Issue 26 - Week of Aug 17th

1.       Ashley Madison hackers released two data dumps last week. The first dump was on details of the registered members and the second dump focused on private internal company information. The data is leaked on various sites, but the data itself is not easily searchable by folks who aren’t familiar with raw database files. However, several sites have since popped up that allow anyone to search by email address to find if an email address had an account at AshleyMadison.com. In Canada, where Ashley Madison is based, a class-action lawsuit has been lodged against the firm, seeking damages of up to $760 million on behalf of Canadians whose data has been leaked online. In a spoof, the company's original slogan 'Life is Short. Have an Affair' became "Life is short; Hire an Attorney." Indeed, divorce lawyers maybe the only ones laughing all the way to the bank.

2.       Retail Giant Target suffered one of the biggest breaches in 2013. Last week, Visa and Target have reached an agreement that reportedly will reimburse card issuers a total of up to $67 million for fraud losses and other expenses.
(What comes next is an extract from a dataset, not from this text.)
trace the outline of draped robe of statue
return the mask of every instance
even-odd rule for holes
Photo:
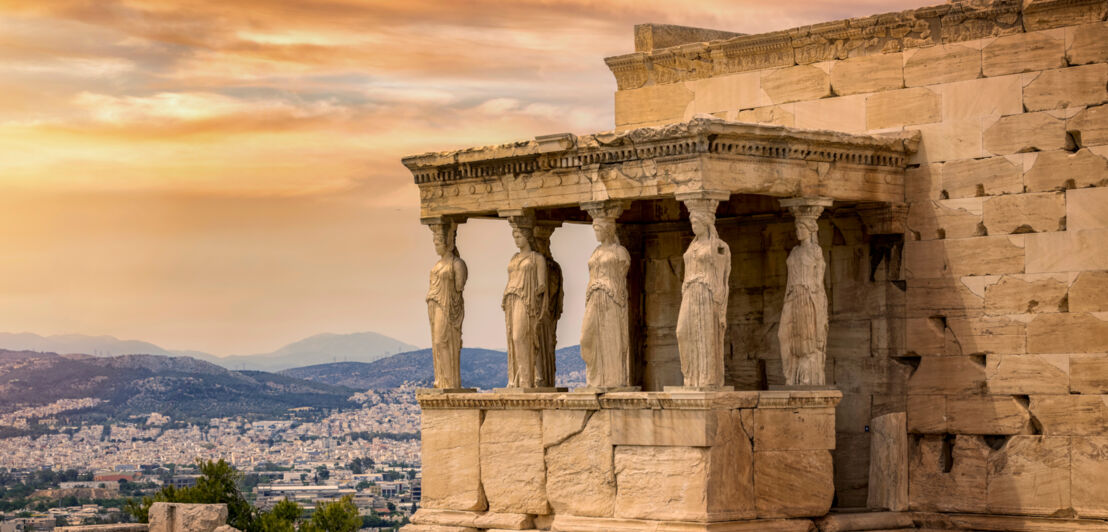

The breach had exposed an estimated 40 million credit and debit cards. On Feb. 25, Target reported that its card breach cost the retailer $252 million, with $162 million of that amount not covered by insurance. As reported in this blog on May 31st - A proposed $19 million settlement reached between Target and MasterCard fell apart.

3.       Microsoft issues emergency patch for all versions of Windows "Microsoft has released an emergency out-of-band patch for a "critical"-rated security vulnerability, affecting all supported versions of Windows. The software giant said in an advisory Tuesday that users visiting a specially-crafted website can lead to remote code execution on an affected machine." The zero-day flaw (classified as CVE-2015-2502) works by exploiting a flaw in how Internet Explorer handles objects in memory. If successfully exploited, an attacker could "gain the same user rights as the current user," the advisory said. Those running administrator accounts are particularly at risk, it said.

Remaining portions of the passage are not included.